Shrimp Po Boy -- Domilise's Po Boys, New Orleans, LA
In
our Uber en route to our next Best Thing I Ever Ate location, Whiskey Sour remarks that we have set aside 90 minutes for lunch, which seems
like overkill considering we are headed to a takeout sandwich joint.
"Po Boy Bar" Sounds Like an Ideal Business Model |
Cut
to: We arrive at Domilise's Po Boys, home of Alex Guarnaschelli's
REGIONAL FAVORITE, the shrimp po boy, and we find a crowd loitering on
the surrounding sidewalks, spilling out from the counters within.
What Is This, Free Po Boy Day?! |
"Never
mind. Ninety minutes may not be enough," Whiskey Sour says as we weasel
our way inside to take a number. We are number 8, and they are
currently serving number 44.
This Sign Did Not Look Like a Bad Ophthalmologist Chart in Person |
"What do you think they go up to?" Vodka asks.
"Hopefully not 100," Whiskey Sour answers.
Could've Used Some of These Beauties at Galatoire's |
As
we wait, we note that the workers behind the counter, building dozens
upon dozens of (mostly shrimp) po boys, are not what we had pictured.
More akin to the cheery demeanor of your elementary school cafeteria
ladies than to harried workers at a consistently-packed hole-in-the-wall
restaurant, they are a comforting presence in their array of hairnets.
Does This Place Also Serve Chocolate Milk? |
Before
long, we see that two stools have opened up at the bar (yes, there is a
bar), so Vodka rushes off to claim them.
Bar-Slash-Accountant's Desk-Slash-Merch Stand, but Bar Nonetheless |
Feeling sheepish for squatting
at the bar without drinking, she scans the liquor menu, which consists
of beer, bloody marys, and, smudged at the bottom of the chalkboard
menu, a hastily scrawled "chardonnay." Not finding any of these options
pleasing, she asks for two bottles of water and a diet root beer,
merely so the slightly surly bartender doesn't yell at her.
The First Time Vodka Has EVER Ordered a Soda at a Bar |
After
a seemingly interminable amount of time, our number is called, and
Whiskey Sour returns to the bar clutching a paper plate of one large
shrimp po boy cut into four pieces. After a solid 45-minute wait, the
sandwich itself took approximately 3 minutes for the cafeteria ladies to
construct, so we are not exactly sure what warranted such a delay
between numbers (which thankfully go up to 50, not 100).
McDonald's Drive Thru, This Is Not |
The
sandwich itself is every bit as amazing as Alex Guarnaschelli had
promised. The shrimp are small, slightly sweet, and perfectly fried, and
there are A LOT of them.
A Non-Shrimpy Shrimp Po Boy |
They spill out the sides of the sandwich
before being guided swiftly into our mouths. The accompanying sauce
brings the ideal amount of zip to the proceedings, and all of the
components are enveloped by a truly excellent roll.

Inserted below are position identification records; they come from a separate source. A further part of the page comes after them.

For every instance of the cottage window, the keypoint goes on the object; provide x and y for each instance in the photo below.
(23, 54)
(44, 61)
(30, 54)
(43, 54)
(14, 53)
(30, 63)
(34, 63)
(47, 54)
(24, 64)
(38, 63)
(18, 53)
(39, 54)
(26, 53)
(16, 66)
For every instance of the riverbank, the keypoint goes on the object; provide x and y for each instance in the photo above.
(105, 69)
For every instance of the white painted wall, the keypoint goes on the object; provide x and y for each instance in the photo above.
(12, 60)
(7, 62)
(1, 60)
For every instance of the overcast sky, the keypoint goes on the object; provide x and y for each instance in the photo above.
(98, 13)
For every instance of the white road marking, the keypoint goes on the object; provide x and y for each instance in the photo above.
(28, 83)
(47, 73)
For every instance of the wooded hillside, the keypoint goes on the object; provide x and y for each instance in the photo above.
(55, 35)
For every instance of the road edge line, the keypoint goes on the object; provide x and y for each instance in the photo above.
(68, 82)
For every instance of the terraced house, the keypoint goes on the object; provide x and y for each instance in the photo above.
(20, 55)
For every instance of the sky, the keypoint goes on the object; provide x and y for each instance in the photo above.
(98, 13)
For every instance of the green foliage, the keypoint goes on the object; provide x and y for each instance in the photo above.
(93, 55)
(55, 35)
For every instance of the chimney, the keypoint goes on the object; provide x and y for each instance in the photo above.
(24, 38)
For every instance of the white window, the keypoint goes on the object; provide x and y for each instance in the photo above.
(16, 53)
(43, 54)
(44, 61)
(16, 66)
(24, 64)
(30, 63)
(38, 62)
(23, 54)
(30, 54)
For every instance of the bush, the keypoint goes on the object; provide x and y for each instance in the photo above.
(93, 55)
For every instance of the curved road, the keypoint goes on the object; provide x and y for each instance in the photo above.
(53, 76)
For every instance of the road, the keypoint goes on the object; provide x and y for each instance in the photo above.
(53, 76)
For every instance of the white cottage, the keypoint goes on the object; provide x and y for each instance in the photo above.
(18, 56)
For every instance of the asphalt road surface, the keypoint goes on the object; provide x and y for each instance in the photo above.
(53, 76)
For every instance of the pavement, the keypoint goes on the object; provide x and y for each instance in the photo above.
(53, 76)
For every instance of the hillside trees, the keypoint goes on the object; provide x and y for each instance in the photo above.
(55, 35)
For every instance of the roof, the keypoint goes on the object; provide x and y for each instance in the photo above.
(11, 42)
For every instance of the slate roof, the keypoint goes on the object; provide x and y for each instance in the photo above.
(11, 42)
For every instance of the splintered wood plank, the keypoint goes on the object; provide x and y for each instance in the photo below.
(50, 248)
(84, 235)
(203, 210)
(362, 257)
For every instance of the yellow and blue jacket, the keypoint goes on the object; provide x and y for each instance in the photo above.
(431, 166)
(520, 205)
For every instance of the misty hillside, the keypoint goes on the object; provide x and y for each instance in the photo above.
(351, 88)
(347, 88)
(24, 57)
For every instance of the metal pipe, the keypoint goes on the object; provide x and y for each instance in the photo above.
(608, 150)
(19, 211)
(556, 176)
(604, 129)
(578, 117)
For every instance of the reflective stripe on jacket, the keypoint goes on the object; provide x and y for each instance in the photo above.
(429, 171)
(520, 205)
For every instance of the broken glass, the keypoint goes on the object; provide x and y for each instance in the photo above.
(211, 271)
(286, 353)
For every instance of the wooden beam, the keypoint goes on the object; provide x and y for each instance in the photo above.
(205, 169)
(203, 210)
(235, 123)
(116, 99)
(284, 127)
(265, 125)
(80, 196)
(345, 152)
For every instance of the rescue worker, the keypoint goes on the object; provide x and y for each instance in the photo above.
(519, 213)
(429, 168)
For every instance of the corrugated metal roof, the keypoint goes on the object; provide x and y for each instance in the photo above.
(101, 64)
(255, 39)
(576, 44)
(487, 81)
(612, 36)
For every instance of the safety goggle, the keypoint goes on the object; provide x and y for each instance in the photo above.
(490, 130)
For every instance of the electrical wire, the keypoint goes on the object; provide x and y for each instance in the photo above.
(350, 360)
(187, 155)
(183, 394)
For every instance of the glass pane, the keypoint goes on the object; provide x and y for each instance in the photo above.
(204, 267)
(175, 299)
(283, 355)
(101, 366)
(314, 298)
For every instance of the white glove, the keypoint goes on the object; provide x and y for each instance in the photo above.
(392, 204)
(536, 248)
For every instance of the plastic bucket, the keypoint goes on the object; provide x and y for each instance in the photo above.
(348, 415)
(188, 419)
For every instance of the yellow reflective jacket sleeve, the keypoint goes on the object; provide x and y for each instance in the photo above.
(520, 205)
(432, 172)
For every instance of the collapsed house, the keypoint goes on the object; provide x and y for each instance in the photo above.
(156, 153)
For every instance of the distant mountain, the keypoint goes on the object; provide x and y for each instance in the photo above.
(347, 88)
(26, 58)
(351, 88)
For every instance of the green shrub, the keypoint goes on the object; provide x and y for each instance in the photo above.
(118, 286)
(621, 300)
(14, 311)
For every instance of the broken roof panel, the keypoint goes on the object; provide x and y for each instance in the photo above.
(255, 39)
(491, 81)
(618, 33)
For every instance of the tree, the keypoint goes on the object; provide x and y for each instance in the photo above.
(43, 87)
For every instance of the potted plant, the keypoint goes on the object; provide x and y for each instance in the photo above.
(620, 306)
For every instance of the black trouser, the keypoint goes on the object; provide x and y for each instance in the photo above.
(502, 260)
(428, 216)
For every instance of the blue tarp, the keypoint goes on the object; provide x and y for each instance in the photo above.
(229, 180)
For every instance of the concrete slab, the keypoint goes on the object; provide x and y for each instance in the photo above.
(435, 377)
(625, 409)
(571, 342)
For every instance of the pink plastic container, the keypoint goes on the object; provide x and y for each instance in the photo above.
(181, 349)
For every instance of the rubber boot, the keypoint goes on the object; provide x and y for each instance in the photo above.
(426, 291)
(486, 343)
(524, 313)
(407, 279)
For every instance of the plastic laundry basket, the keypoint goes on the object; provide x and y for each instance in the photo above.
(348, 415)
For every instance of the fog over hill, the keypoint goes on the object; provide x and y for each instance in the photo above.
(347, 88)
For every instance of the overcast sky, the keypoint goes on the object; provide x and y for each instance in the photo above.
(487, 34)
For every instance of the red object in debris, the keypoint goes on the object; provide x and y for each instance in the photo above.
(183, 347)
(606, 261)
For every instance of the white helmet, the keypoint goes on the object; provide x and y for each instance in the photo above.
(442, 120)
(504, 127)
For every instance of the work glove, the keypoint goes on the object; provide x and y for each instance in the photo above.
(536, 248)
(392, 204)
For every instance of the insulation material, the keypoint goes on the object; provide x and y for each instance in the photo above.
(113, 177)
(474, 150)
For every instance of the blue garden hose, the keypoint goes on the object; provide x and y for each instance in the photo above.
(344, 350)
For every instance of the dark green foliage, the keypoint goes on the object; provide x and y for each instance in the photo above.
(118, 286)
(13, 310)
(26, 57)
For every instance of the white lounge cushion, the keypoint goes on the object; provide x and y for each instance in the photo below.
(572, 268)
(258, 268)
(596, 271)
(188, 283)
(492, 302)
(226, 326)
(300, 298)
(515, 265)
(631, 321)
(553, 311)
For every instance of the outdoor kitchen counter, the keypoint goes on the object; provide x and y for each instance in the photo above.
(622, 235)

These po boys really are THAT good.
Splendor in a Bite |
At
first, we're unsure whether to give the sandwich 4 or 5 stars. But
after we a) wish for another sandwich as soon as we finish the first, b)
continue to think about it for the remainder of the day, and c) compare
it to other po boys (namely Mother's) and find Domilise's to be significantly better, we decide it really does deserve
the 5 star designation.
And Considering Vodka's Constant Level of Impatience, This Distinction Really Is a Feat |
While Vodka is put off
with the amount of waiting involved in order to procure the delicacy,
she would come back at time that is not LUNCH on a SATURDAY (so our
timing choice, in retrospect, was not Domilise's fault). Also, as we
leave, we are genuinely thanked for coming multiple times by the owners
and the once surly-seeming bartender, further heightening our good cheer
about the place.
Not Quite Beating the Crowd |
We exit Domilise's
approximately 80 minutes after we arrived with a solid 10 minutes to
spare on our itinerary, thus proving that sometimes, cafeteria-style
fried shrimp is worth the wait... and the weight.